Putra Minangkabau yang berasal dari nagari VII Koto Talago, Lima Puluh Kota di Sumatera Barat ini kemudian melanjutkan pendidikannya untuk gelar Master of Arts di bidang Ekonomi Internasional di University of Colorado di Boulder City, Nevada. Gelar PhD juga menjadi lanjutan langkah pendidikannya saat disertasinya yang berjudul Foreign Capital and the Impact of Exchange Rate Adjustment in Oil Exporting Developing Countries: With An Application to Indonesia diterima dan membuatnya memperoleh gelar tersebut.
Tadjuddin mengawali karir ekonominya dengan menjadi pegawai di Bank Indonesia di tahun 1977. Ekonom yang terkenal cerdas ini memulai karirnya di lembaga pusat rupiah Indonesia tersebut sebagai staf Bagian Neraca Pembayaran Urusan Ekonomi Statistik. Karirnya yang gemilang membuatnya memperoleh kepercayaan untuk dipromosikan dan dipilih mewakili Bank Indonesia sebagai Kepala Perwakilan Bank Indonesia di New York, Amerika Serikat. Pada tahun 2002, karir ekonomi Tadjuddin terus meroket hingga ia didapuk menduduki posisi puncak di lembaga perbankan utama RI sebagai Deputi Gubernur Bank Indonesia.
Pada awal tahun 2008, Aslim terganjal kasus korupsi aliran dana BI sebesar Rp 100 miliar.
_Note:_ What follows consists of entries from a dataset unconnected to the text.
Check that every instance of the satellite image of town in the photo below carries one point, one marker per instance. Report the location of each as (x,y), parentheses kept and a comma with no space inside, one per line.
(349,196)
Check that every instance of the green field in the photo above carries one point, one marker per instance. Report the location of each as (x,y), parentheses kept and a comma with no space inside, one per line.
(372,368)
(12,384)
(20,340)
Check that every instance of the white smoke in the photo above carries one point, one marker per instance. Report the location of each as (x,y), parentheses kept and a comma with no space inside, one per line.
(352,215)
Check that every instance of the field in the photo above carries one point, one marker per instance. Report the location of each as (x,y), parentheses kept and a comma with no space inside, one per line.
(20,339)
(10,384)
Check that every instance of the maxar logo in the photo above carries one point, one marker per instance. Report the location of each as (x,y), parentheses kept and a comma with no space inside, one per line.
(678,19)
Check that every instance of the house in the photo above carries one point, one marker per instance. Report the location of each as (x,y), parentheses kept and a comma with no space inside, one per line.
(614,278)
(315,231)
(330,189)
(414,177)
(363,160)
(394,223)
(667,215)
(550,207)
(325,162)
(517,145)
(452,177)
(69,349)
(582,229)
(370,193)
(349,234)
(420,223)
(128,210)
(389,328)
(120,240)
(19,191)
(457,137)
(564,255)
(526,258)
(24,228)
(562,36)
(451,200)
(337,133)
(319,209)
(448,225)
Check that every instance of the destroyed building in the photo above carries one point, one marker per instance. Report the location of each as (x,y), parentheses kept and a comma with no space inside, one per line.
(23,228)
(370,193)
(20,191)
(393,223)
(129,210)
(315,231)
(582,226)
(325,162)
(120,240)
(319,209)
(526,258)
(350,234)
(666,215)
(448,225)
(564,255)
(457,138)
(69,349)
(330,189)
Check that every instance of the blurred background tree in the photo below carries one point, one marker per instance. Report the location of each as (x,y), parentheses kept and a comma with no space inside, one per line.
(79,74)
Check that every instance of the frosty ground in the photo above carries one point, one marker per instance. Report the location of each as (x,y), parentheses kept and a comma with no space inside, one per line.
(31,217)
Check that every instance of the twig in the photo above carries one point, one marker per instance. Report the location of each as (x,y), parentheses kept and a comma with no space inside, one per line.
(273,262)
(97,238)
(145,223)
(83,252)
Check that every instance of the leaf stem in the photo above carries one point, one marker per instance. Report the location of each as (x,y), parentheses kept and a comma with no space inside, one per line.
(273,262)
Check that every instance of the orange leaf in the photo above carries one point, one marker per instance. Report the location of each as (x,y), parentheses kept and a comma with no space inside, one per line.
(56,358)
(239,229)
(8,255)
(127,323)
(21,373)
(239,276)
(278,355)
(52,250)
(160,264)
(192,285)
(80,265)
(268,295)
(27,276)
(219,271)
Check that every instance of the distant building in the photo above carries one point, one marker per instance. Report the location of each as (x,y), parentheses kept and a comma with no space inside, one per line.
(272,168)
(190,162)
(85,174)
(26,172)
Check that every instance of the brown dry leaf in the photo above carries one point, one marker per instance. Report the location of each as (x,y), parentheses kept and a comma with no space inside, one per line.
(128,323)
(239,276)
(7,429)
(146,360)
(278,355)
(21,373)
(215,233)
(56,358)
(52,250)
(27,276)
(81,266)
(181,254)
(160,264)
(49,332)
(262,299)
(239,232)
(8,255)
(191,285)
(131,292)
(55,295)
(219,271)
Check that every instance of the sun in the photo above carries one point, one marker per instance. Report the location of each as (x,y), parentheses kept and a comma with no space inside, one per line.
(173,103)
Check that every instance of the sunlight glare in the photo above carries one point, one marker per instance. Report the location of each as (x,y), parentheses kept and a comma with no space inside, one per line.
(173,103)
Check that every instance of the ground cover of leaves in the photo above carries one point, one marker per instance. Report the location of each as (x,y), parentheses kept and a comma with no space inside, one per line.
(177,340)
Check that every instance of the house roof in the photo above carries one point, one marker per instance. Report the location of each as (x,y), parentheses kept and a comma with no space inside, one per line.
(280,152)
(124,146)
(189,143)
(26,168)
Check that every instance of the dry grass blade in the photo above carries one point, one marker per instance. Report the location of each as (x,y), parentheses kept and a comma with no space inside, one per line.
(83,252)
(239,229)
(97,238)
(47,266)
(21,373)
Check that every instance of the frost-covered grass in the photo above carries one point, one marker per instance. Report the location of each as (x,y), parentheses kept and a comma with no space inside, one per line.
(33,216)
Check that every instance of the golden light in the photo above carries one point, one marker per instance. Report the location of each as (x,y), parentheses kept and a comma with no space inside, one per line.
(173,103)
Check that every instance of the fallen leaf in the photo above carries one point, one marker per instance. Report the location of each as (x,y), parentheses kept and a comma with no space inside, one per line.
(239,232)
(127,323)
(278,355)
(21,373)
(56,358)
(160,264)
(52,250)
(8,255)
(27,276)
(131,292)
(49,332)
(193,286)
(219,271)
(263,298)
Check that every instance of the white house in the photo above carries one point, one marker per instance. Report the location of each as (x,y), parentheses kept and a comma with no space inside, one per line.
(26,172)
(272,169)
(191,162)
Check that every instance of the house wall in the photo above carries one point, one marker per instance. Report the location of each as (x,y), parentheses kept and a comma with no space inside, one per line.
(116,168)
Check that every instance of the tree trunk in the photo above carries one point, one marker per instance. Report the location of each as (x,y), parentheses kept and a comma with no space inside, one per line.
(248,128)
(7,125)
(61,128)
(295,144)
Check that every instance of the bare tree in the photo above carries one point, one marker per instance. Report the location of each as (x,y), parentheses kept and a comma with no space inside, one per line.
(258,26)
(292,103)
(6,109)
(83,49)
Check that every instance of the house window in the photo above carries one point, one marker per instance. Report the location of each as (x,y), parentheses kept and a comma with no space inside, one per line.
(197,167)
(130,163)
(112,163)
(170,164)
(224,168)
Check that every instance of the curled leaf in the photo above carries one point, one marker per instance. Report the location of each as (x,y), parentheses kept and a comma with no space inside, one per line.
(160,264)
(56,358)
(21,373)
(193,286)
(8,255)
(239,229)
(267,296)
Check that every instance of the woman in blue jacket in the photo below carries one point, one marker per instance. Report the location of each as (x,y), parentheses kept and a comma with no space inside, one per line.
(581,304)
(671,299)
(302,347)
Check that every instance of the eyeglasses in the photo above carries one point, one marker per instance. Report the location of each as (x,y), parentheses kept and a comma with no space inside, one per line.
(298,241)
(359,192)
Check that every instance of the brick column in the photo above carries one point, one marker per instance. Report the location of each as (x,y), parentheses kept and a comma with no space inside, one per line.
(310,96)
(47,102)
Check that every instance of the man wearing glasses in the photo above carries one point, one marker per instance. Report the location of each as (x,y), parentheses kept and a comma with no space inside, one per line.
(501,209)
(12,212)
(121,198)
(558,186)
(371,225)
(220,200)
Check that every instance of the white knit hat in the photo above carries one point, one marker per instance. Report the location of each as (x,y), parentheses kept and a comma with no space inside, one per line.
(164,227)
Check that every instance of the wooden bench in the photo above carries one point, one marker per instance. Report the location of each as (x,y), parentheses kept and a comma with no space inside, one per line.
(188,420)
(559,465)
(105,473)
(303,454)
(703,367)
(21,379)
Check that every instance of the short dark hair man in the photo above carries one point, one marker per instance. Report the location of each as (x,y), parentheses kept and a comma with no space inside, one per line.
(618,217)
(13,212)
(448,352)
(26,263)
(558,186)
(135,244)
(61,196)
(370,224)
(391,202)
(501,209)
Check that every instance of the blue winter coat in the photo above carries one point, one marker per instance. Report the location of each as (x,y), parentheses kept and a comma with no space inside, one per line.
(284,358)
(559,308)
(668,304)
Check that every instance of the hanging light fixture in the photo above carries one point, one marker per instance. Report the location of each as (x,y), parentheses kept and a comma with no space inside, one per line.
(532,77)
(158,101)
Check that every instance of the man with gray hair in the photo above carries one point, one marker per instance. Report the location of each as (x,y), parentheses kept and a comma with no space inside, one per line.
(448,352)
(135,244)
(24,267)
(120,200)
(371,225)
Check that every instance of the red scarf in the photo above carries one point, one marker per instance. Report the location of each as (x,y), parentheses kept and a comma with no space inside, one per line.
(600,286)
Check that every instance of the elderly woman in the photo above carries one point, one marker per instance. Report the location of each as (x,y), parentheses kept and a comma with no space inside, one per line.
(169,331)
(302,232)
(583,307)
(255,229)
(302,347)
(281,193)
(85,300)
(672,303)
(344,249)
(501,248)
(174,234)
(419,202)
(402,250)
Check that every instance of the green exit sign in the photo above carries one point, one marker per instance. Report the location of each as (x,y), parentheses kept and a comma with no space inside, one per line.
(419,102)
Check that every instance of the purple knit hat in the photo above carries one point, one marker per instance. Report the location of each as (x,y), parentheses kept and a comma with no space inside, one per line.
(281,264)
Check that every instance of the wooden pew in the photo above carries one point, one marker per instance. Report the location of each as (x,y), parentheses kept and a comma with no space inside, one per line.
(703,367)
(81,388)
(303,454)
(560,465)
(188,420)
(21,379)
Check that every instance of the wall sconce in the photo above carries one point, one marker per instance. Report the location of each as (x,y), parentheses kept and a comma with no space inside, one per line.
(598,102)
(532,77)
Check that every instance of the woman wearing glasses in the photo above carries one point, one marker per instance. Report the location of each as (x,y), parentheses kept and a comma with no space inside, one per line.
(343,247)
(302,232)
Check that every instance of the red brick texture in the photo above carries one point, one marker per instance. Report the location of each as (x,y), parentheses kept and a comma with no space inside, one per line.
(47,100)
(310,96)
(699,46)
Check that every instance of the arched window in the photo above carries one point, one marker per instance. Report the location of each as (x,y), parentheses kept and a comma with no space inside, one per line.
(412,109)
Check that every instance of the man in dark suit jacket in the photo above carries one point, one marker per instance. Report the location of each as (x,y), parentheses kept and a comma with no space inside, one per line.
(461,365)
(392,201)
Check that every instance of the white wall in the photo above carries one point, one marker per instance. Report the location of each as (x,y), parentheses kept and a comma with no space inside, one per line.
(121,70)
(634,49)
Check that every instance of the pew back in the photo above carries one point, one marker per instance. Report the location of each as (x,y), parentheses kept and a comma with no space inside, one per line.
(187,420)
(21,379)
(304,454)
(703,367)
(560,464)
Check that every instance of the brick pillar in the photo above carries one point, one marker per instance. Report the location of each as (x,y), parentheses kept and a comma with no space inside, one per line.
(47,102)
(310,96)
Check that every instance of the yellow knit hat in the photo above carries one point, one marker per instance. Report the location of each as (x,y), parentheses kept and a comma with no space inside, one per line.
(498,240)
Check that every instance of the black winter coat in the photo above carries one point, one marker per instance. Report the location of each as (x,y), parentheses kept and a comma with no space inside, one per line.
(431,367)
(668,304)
Kasus yang juga menyeret dan melibatkan banyak nama ekonom dan tokoh ternama Indonesia seperti Burhanuddin Abdullah, Aulia Pohan, Maman H Somantri dan Bun Bunan Hutapea ini berhubungan dengan pencairan dana Yayasan Pengembangan Perbankan Indonesia.
Di pertengahan tahun 2008, Aslim Tadjuddin resmi dinyatakan tersangka dan harus menjalani masa hukuman. Belum selesai dengan kasus pertama, di tahun 2009, pria berkacamata ini juga kembali diperiksa perihal kasus Indover. Namun dia hanya menjadi saksi. Pada tanggal 18 Agustus 2010, pria yang menjadi komisaris utama PT Emco Asset Management ini dinyatakan bebas setelah menempuh dua per tiga masa hukuman beserta remisi.